Several studies show that MT cells are directionally selective (Albright, 1984; Maunsell and van Essen, 1983a; Zeki, 1974a, 1974b). They respond more strongly to moving stimuli, irrespective of direction of contrast, than to static stimuli. Psychophysical evidence using heterogeneous-cue plaids (Stoner and Albright, 1992) shows that motion signals are integrated irrespective of whether they were produced by first-order or second-order form cues. The discovery of two types of MT neuron, those that respond to component motion and those that respond to pattern motion of plaids (Movshon, Adelson, Gizzi, and Newsome, 1985; Rodman and Albright, 1989) supports the hypothesis that MT is the first cortical area in the visual processing stream where motion integration cues occurs.

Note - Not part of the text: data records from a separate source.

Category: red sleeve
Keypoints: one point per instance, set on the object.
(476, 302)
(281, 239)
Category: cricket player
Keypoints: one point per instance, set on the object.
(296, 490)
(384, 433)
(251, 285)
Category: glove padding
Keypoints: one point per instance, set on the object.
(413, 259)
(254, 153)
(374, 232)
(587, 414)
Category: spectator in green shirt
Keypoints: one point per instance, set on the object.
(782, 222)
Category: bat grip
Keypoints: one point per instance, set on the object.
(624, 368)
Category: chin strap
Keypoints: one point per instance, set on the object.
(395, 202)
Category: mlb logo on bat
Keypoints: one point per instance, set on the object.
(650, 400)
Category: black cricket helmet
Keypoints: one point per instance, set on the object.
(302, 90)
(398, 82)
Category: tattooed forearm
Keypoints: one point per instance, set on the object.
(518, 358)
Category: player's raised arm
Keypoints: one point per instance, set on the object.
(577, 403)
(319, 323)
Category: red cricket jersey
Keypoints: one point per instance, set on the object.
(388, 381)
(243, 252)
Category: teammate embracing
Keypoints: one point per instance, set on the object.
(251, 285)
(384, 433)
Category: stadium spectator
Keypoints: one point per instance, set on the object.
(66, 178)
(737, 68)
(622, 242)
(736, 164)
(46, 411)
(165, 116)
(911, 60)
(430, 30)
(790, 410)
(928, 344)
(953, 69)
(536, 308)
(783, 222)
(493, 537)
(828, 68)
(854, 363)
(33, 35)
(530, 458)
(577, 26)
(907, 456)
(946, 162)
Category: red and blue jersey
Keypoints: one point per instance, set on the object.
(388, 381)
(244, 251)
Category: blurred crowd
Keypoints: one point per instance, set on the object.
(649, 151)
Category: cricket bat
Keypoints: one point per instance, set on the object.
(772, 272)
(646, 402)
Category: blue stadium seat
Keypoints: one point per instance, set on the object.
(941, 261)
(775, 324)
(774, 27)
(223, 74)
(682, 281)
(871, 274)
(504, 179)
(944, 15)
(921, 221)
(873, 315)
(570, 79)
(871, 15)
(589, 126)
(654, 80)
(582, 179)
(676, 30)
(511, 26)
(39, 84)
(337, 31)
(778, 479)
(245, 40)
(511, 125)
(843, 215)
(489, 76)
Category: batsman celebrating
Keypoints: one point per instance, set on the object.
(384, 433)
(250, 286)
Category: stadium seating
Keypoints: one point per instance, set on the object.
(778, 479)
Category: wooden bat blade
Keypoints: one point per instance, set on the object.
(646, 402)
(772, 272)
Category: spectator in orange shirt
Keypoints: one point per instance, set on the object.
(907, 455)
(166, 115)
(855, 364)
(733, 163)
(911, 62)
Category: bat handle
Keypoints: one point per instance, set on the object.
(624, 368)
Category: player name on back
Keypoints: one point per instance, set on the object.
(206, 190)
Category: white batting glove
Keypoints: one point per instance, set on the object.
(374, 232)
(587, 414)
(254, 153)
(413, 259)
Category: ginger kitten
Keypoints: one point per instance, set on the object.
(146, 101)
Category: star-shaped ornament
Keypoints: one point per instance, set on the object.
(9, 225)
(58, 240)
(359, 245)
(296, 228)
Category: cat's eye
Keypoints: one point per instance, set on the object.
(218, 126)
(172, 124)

Outputs from MT feed into MST (Desimone and Ungerleider, 1986; Maunsell and van Essen, 1983b). MST cells are directionally selective and have large receptive fields. The dorsal part of MST, MSTd, responds selectively to expansion, contraction, and clockwise or counterclockwise rotation (Saito et al., 1986) and favors movements of a wide textured field like those caused by observer movements over those of moving objects (Duffy and Wurtz, 1991a, 1991b; Komatsu and Wurtz, 1988; Orban et al., 1992; Tanaka and Saito, 1989). Grossberg, Mingolla, and Pack (1999) modeled how MSTd may control visually-based navigation using optic flow stimuli. The ventral part of MST, MSTv, prefers object movements to whole-field movements. This is the sort of motion processing that we have used in our model of MT-MST directional selection and attentional priming. Pack, Grossberg, and Mingolla (2001) have shown how MSTv cells can represent predicted target speed during smooth pursuit tracking.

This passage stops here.